Source of graph data: Alberta Office of Statistics
It’s easy for that Canadian dollar chart of heavy oil to go up when it starts at low prices like that.
Thanks to oil by rail, that discount has stabilized at much lower levels in 2014 and is now at its lowest levels in recent memory.The Market is predicting that the WCS “differential”, or discount, will stay low. Current strip pricing shows the WCS discount going from under $15 today to around $20 by the end of 2015 and staying there longer term.
Crude-by-rail will continue to be key for heavy oil as more pipeline capacity has become so political. Few people could see how quickly rail has rescued heavy oil producers.
Rail uploading capacity in Canada is now 600,000 barrels per day. That is expected to nearly double to 1.1 million barrels per day by the end of 2015.
There has been a lot of positive news for WCS pricing just in the last week:
- Phillips 66 (PSX-NYSE) said the supply of Mexican heavy oil, called the Maya blend, is being reduced into the Gulf Coast. This is Canada’s major competitor in the Gulf Coast Refinery Complex. They are looking for more Canadian heavy crude.
- Phillips is also building a 30,000 bopd transloading facility at its Ferndale WA refinery, just south of the Canadian border, to take more crude by rail.
- International energy consulting firm PIRA said in their September MidContinent Oil Forecast that Enbridge’s Flanagan South pipeline from Illinois to Cushing is now being filled with heavy oil, which will reduce the regular seasonal discount for heavy oil this year.
- This is potentially very good news, and long lasting news for heavy oil producers. Railing crude from western Canada is roughly $17-$18/barrel. But if half that distance can now be piped–from Chicago down to the Gulf–then the overall blended transport cost to all those heavy-crude hungry Gulf Coast refineries is more like $10-$11/barrel. It’s potentially a huge structural change in the heavy oil market.
- Marathon (MPC-NYSE) is considering “potential commercial opportunities” for its 1.2 million bopd Capline pipeline, which starts in Louisiana and ships oil north to Midwest refineries near Chicago. The obvious option is to reverse it north-to-south and get more cheap WCS barrels to the Gulf Coast. (Then Keystone really becomes meaningless for a few years). Management said there is big demand for Canadian crude in the Louisiana refining corridor—“a lot of volume that could go that direction someday.”
- Marathon added that by the fourth quarter, the WCS-WTI differential is expected to narrow to the mid- teens – approaching Gulf Coast refiner parity with Maya, adjusted for transportation costs and quality.
Another big factor increasing profitability for heavy oil producers is lower condensate prices. Condensate is a very light oil that is used to dilute the gooey heavy oil so it flows better in pipelines.

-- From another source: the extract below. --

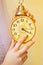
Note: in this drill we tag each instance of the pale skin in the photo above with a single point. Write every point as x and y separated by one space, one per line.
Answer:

In Canada it usually trades $3-$5 above the Canadian light oil price, called Edmonton Par. Condensate trades lock-in-step with light oil, so it is down 25% to $76/barrel since July. That reduced blending cost goes directly to increased netback–profit per barrel–for heavy oil producers.
The conclusion here is that market forces are actually raising Canadian heavy oil prices AND lowering costs—completely against the grain of every other hydrocarbon in North America. Despite all the volatility, heavy oil producers continue to generate cash flows ABOVE their 2014 budgets.
It’s counterintuitive, and it could be a huge opportunity for investors—but when?